He was already carrying bags in both hands and struggling to manoeuvre around the masses of shoppers: “If I could carry even more things, I would have.”
Nearly 40 companies are displaying their wares at the “Goodness in Ghouta” market. It is the second such government-backed effort in Ghouta in recent weeks, after a similar market in the nearby town of Kafr Batna.
Syria’s minister of trade and consumer protection Abdullah al-Gharabi told reporters a total of six such markets would be organised throughout Ramadan, the Muslim holy month of fasting which begins late Tuesday.
Ghouta fell to rebels in 2012 and was placed under a crippling siege the following year.

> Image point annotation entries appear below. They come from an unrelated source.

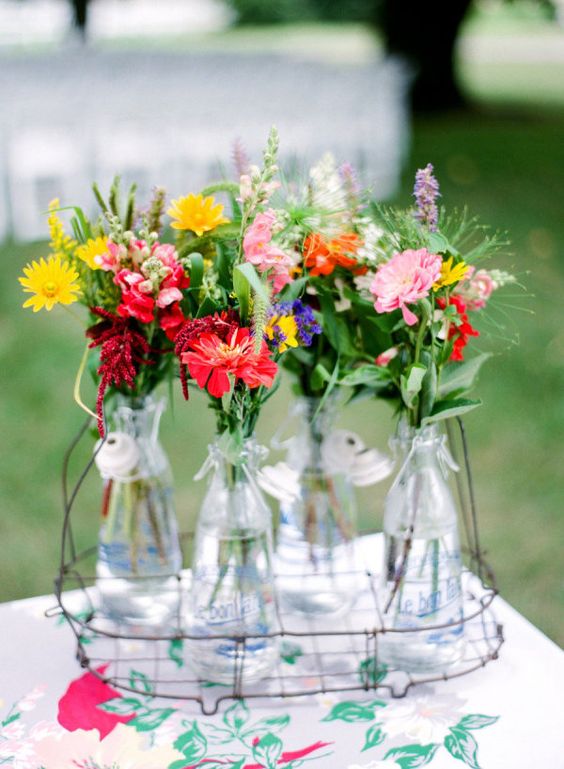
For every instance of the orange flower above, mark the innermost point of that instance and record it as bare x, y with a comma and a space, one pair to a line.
322, 256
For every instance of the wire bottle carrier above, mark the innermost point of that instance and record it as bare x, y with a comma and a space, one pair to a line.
316, 654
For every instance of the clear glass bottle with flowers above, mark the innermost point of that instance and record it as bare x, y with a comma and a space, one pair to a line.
316, 538
423, 290
132, 285
225, 349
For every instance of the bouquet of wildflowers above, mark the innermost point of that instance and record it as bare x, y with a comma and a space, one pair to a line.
424, 288
131, 284
237, 327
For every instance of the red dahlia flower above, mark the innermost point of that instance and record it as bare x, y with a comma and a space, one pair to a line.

With help from its ally Russia, Syria’s government recaptured Ghouta one month ago through a blend of military pressure and population transfer deals.
Raed Zabadina pulled bottles of laundry detergent, bleach, and shampoo from the shelves behind him and packed them into bags for impatient customers.
“It’s natural there’d be so many customers in the cleaning section. A big box of detergent costs 500 Syrian pounds here, while a small box in the past would cost 3,000 pounds,” he said.
“This amount was just impossible for people to pay.”
Mohammad al-Hafi, 31, was also barely able to catch his breath behind a booth selling City Cafe, the ubiquitous brand of Syrian instant coffee.
“I had to shut the door because of the crowds. People here are buying much more because of how desperately they need food and other goods,” Hafi said as he jotted down sales numbers.
Just outside the market, Douma remains devastated, with mangled cars rusting outside crumbling buildings and rubble still littering the dusty streets.
Syrian flags, portraits of a beaming President Bashar al-Assad, and brightly coloured posters advertising the pop-up flea market were plastered all over the gutted concrete residences.